In this work, we have stressed the need for a publicly accessible method for single-person HPE that suits the demands for both precision and efficiency across various applications and computational budgets. To this end, we have presented a novel method called EfficientPose, which is a scalable ConvNet architecture leveraging a computationally efficient multi-scale feature extractor, novel mobile detection blocks, skeleton estimation, and bilinear upscaling. In order to have model variants that are able to flexibly find a sensible trade-off between accuracy and efficiency, we have exploited model scalability in three dimensions: input resolution, network width, and network depth.
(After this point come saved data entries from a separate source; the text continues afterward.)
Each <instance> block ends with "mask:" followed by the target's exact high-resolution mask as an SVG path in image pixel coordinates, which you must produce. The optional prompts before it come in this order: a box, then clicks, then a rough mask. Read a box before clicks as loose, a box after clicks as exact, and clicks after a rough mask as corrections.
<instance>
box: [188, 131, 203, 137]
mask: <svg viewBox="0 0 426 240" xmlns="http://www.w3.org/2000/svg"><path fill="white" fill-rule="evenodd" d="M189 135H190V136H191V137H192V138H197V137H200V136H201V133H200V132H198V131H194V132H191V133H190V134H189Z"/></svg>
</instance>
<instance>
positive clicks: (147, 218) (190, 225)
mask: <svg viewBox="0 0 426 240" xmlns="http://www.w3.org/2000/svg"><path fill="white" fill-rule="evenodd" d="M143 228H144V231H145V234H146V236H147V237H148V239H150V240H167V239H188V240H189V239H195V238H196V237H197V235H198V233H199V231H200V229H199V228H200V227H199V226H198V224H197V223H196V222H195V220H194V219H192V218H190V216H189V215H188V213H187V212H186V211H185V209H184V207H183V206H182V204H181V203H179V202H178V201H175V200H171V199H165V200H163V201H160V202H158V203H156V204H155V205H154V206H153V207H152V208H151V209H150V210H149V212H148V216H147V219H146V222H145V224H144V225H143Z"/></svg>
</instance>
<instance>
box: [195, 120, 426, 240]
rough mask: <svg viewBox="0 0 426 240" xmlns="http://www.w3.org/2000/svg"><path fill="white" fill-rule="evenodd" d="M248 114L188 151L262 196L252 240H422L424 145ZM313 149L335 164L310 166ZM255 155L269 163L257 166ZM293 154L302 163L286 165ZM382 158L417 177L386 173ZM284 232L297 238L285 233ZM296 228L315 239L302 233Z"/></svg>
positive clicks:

Our experimental results have demonstrated that the proposed approach has the capability to offer computationally efficient models, allowing real-time inference on edge devices. At the same time, our framework offers flexibility to be scaled up to deliver more precise keypoint estimates than commonly used counterparts, at an order of magnitude less parameters and computational costs (FLOPs). Taking into account the efficiency and high precision level of our proposed framework, there is a reason to believe that EfficientPose will provide an important foundation for the next-generation markerless movement analysis.

In our future work, we plan to develop new techniques to further improve the model effectiveness, especially in terms of precision, by investigating optimal compound model scaling for HPE. Moreover, we will deploy EfficientPose on a range of applications to validate its applicability, as well as feasibility, in real-world scenarios.